On March 31, 2025, we experienced an incident that temporarily affected the availability of the Customer Metrics Integration service for Aura instances. This issue arose due to a change in our internal systems that inadvertently caused errors in processing customer requests. As a result, customers received error messages instead of the expected metrics. Our team quickly identified and resolved the problem. By rolling back the recent changes, we restored service functionality within 2.5 hours. We are committed to improving our processes to prevent similar issues in the future and ensure a seamless experience for our customers.

Root Cause

We encountered an issue due to the way our services interact with each other. One of the Aura Console API response fields structure changed and resulted in some unexpected dependency problems. We're actively working to improve the reliability of our services to ensure a smoother experience for you in the future.

Customer Impact

  • Customers experienced service disruptions as they were unable to access metrics for their Aura instances.
  • All customer requests returned an HTTP 401 error, preventing users from retrieving necessary information.

Resolution

We rolled back the recent changes to restore service functionality quickly. Following that, implemented some changes in the Console API to reduce dependencies, and redeployed changes successfully.

What we are doing now

Neo4j remains committed to providing reliable service and is implementing additional safeguards to prevent similar incidents in the future.

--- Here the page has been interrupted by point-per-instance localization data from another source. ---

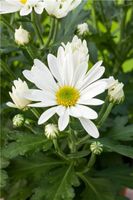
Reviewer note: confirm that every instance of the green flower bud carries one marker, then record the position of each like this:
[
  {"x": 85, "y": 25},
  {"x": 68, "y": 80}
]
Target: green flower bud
[
  {"x": 96, "y": 148},
  {"x": 51, "y": 131},
  {"x": 18, "y": 120}
]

New mitigations being deployed:

  • Enhancing our incident response playbook to improve handling of similar situations.
  • Establishing a standardized internal Console API with clear versioning and documentation to prevent compatibility issues.
  • Implementing comprehensive testing measures to identify potential issues before they affect our production environment.
Posted Apr 10, 2025 - 21:39 UTC

Resolved

CMI functionality has been fully restored and this issue is considered resolved.
Posted Mar 31, 2025 - 15:36 UTC

Monitoring

A fix has been implemented and the CMI feature is responding normally. We will monitor for a short time before considering this resolved.
Posted Mar 31, 2025 - 14:08 UTC

Investigating

We are currently investigating an issue which impact the CMI feature, where requests return HTTP 401.
Posted Mar 31, 2025 - 13:15 UTC
This incident affected: AuraDB Virtual Dedicated Cloud (*.databases.neo4j.io) (AuraDB Virtual Dedicated Cloud on AWS (*.databases.neo4j.io), AuraDB Virtual Dedicated Cloud on Azure (*.databases.neo4j.io), AuraDB Virtual Dedicated Cloud on GCP (*.databases.neo4j.io)), AuraDS Enterprise (*.databases.neo4j.io) (AuraDS Enterprise on AWS (*.databases.neo4j.io), AuraDS Enterprise on Azure (*.databases.neo4j.io), AuraDS Enterprise on GCP (*.databases.neo4j.io)), and AuraDB Business Critical (*.databases.neo4j.io) (AuraDB Business Critical (*.databases.neo4j.io) on AWS, AuraDB Business Critical (*.databases.neo4j.io) on Azure, AuraDB Business Critical (*.databases.neo4j.io) on GCP).